The product of convention rather than law, the different colours used in pavement markings refer to a particular utility.

Red, for example, is the colour of electricity. Blue denotes water while yellow means gas, green means CCTV or cable firm networks and white, telecommunications (or general messages to contractors carrying out works). The numbers between the lines are used spell out the distance from the kerb of a particular pipe or a cable or - if a D is used - its depth.

And as this network of pipes and cables becomes ever more congested, so specialist "locating companies" are increasingly the ones mapping out this subterranean world. John Robinson is managing director at Subscan Technology, one of these locating companies. Here he decodes images sent in by readers.

Road crossings

Image copyright Claire Roberts

"This looks like it is for proposed works for installing a pedestrian crossing or similar," says Robinson. "The numbers relate to the size of PVC duct that will be laid in the ground to accommodate the cables."

In the example above, the markings mean there will be four 100mm ducts used.

Gas and water

Image copyright Irvine Brookes

"This is a gas main that has been detected for position by ground-penetrating radar (GPR)," said Robinson.

"The line with R (for radar) next to it indicates the position of the main running parallel to the road.

"The line with GAS next to it shows the direction of an individual gas house connection pipe.

"The blue dot identifies a water stop valve that isolates an individual property."

Wired up

Image copyright Claire Roberts

"This is a very busy footpath with numerous electric, traffic light and cable TV cables.

"Each colour denotes a different electric/IT provider.

"The dots indicate the position of each cable or duct.
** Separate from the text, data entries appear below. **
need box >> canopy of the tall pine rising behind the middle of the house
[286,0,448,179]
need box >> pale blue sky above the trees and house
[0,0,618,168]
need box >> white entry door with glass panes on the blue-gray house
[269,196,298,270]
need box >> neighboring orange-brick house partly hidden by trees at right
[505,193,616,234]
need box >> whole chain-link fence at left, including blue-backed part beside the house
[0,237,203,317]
The writing 2 way is a term used to indicate that there are two cables or ways within a single cable duct."

Information technology

Image copyright John Chenery

"I believe that this may be to do with multiple information technology ducting," says Robinson, who said the numbers suggest there are 11 ducts and that they are 1.5m deep at this position.

Traffic lights

Image copyright Claire Roberts

"Again," says Robinson, "this is to do with traffic lights or pedestrian crossing.

"This is an inspection cover that contains the cabling systems (electric and IT) that control traffic lights.
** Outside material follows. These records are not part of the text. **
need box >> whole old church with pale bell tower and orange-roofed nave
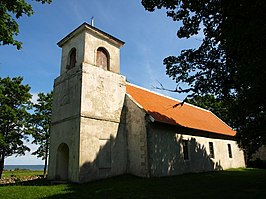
[48,23,245,183]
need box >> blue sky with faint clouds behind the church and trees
[0,0,200,164]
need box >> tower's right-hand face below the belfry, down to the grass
[79,63,127,182]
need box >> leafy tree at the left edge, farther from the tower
[0,77,31,179]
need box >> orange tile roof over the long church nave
[126,83,236,136]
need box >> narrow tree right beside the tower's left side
[30,92,53,175]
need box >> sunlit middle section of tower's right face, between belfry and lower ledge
[81,63,126,122]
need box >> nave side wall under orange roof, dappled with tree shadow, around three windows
[148,124,245,176]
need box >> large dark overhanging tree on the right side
[142,0,266,159]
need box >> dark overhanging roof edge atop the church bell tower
[57,22,125,47]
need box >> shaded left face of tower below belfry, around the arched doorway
[48,68,81,182]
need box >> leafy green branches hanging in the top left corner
[0,0,52,49]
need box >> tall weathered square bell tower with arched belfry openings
[48,23,127,183]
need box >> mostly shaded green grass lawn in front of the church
[0,169,266,199]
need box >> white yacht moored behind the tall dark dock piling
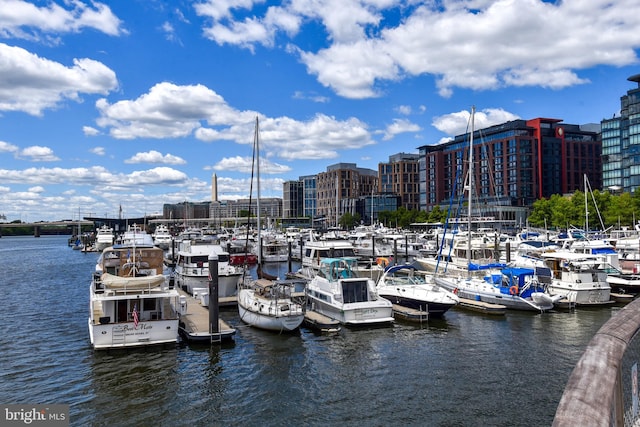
[174,235,244,298]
"The red circles denote how many cable ducts leave the chamber and the blue dots indicate how many ducts are active and have cables in them.
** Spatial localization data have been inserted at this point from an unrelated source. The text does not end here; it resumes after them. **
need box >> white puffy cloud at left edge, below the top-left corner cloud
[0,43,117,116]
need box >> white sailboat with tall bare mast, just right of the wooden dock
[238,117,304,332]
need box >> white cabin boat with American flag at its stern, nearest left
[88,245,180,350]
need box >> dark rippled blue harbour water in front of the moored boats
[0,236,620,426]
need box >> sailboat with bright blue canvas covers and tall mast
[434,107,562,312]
"The number relates to the depth measurement from surface to top of duct in centimetres."


Image copyright Irvine Brookes

"This is a water pipe that has been detected for position by two separate methods.

"The blue line with an R means that ground-penetrating radar (GPR) has been used.

"The white line with P means that passive electromagnetics have been used.

"By using two separate methods of detection this will increase the accuracy and confidence in the detection process," says Robinson.


Image copyright Tom Robertson

"This is an electric sub-station that switches high-voltage cables (11,000 volts or above) to a lower voltage that can supply small industrial and domestic properties.

"The high voltage enters on the right hand side of the apparatus and exits on the left at a lower voltage.

"The red cables (and paint) is the high voltage and the green is the low/medium voltage," says Robinson. "The numbers must relate to a schematic numbering plan of some sort to distribution identification."


Image copyright John Robertson

"Here we have a typical suburban footpath with electric (red) BT cables (white) water (blue) and cable TV (green)," says Robinson. "Each mark indicates the utility position. Numbers adjacent to the lines indicate depth to the top of the utility in centimetres."


Image copyright Claire Roberts

"What has happened here is that an excavation has been planned and marked up in paint," Robinson says. "It looks like the excavation was to do with a High Voltage Electric Cable.

"The excavation has taken place and then the paving slabs have been relaid, but not in their original order!

"So now you have half words and symbols that don't make any sense.

"As for the smiley face, I guess someone was very happy with their work!"

Electricity cables

Image copyright Claire Roberts

The less-than-secret location of buried dollars?

Well, no. "These are actually electric cables," says Robinson,

"Originally [30 years ago] we used to denote electric as a line with a zig-zag wave through it to symbolise electric current [a bit like a lightning strike].

"Over the years this has evolved into what now looks like a dollar symbol."


Image copyright Claire Roberts

This is a gas pipe that has been detected for position by ground-penetrating radar (GPR) hence the initial R on the ground, Robinson explains.

The LP means it is a low-pressure gas main.


Image copyright Graham Keen

And finally, we discover the location of that long-lost GP, Dr Ian.

That or a dubious spelling of the word "drain".

"This is the exit pipe from a road gully," says Robinson.

"A gully like this has a U-bend on it similar to a toilet and this line indicates the direct of the exit pipe from the gully."

John Robinson will be speaking about the language of pavement markings on BBC Radio 3's The Verb programme on Friday, 4 April at 22:00 BST.